On November 20, 2020, the Employees of the SEC’s Division of Company Finance, Division of Funding Administration, and Division of Buying and selling and Markets issued an announcement that it could not advocate enforcement motion in opposition to individuals using digital signatures in compliance with current rule amendments to Rule 302(b) of Regulation S-T despite the fact that the amendments haven’t but grow to be efficient. As previously reported, on November 17, 2020, the SEC introduced new rule amendments to allow using digital signatures for sure filings after the signatory has supplied a one-time, manually-signed attestation to the filer that his or her digital signature is the authorized equal of a handbook signature (see here for a model form of attestation). The amendments will formally grow to be efficient upon publication within the Federal Register.

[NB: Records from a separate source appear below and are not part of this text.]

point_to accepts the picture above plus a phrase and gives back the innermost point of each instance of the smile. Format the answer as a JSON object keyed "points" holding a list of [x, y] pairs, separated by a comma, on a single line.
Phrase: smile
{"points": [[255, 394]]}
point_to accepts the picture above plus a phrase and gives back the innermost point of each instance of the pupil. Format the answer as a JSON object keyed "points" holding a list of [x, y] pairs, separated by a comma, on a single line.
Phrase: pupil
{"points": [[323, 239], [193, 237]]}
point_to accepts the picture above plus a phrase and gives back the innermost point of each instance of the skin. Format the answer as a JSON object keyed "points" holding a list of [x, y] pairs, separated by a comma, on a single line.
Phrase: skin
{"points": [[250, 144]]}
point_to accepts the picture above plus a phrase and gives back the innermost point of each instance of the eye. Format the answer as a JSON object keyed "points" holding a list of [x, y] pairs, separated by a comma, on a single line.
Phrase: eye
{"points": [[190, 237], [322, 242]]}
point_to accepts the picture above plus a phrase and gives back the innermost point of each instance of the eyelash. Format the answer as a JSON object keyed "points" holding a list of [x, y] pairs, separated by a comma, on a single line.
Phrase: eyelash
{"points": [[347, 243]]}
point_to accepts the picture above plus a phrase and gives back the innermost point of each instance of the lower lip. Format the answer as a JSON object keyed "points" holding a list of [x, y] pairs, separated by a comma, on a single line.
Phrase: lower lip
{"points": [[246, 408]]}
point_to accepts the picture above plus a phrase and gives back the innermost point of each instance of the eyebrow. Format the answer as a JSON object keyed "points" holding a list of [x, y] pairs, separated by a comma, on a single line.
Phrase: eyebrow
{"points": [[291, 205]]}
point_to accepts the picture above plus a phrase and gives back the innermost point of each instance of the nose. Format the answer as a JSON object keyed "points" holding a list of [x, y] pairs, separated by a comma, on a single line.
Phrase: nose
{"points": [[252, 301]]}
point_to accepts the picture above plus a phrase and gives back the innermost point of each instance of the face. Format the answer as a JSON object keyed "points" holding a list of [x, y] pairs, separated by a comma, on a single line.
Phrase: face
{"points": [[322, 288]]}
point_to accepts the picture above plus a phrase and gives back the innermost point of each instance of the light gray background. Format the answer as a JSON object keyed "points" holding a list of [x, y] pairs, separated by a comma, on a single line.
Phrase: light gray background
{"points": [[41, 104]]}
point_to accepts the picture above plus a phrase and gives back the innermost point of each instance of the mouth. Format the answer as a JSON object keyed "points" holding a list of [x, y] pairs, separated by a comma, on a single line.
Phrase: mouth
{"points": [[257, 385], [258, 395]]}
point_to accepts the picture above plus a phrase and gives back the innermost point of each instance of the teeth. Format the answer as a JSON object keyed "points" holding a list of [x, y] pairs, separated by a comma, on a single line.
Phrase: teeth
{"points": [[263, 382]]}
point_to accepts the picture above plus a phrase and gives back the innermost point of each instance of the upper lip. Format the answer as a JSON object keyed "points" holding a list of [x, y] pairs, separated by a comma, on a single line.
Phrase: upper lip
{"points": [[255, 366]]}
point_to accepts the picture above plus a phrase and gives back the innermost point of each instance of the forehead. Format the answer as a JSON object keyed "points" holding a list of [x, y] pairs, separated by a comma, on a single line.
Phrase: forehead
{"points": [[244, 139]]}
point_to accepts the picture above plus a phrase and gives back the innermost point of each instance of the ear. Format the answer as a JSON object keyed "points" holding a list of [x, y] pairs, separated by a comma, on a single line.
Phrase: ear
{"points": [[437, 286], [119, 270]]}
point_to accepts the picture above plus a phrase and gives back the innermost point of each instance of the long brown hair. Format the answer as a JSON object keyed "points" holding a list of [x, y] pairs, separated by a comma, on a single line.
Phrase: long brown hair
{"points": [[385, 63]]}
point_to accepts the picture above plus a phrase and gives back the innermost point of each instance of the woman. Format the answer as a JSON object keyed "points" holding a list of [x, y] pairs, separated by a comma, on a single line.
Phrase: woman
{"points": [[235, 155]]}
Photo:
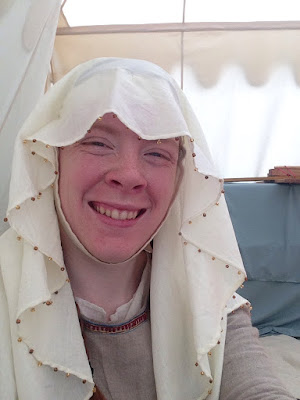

The Employees additionally reaffirmed that it could proceed to supply short-term reduction from, and never advocate enforcement motion with respect to, present doc retention necessities associated to handbook “moist ink” signatures beneath Rule 302(b) supplied that:
- the signer retains the manually-signed signature web page or authentication doc;
- the signer promptly offers both his or her manually-signed signature web page or authentication doc or an digital copy (comparable to a .pdf scan) of such doc to the filer;
- the signer contains the time and date of execution on the signature web page or authentication doc; and
- the filer develops and maintains insurance policies and procedures for this distant signature course of.
Though statements of the Employees haven’t any authorized power or impact, they supply vital perception into how the Employees views its enforcement priorities. Right here, the Employees’s help of the early adoption of digital signatures ought to encourage filers to maneuver extra rapidly, in gentle of the worsening COVID-19 pandemic, to avail themselves of the pliability provided by the current rule amendments.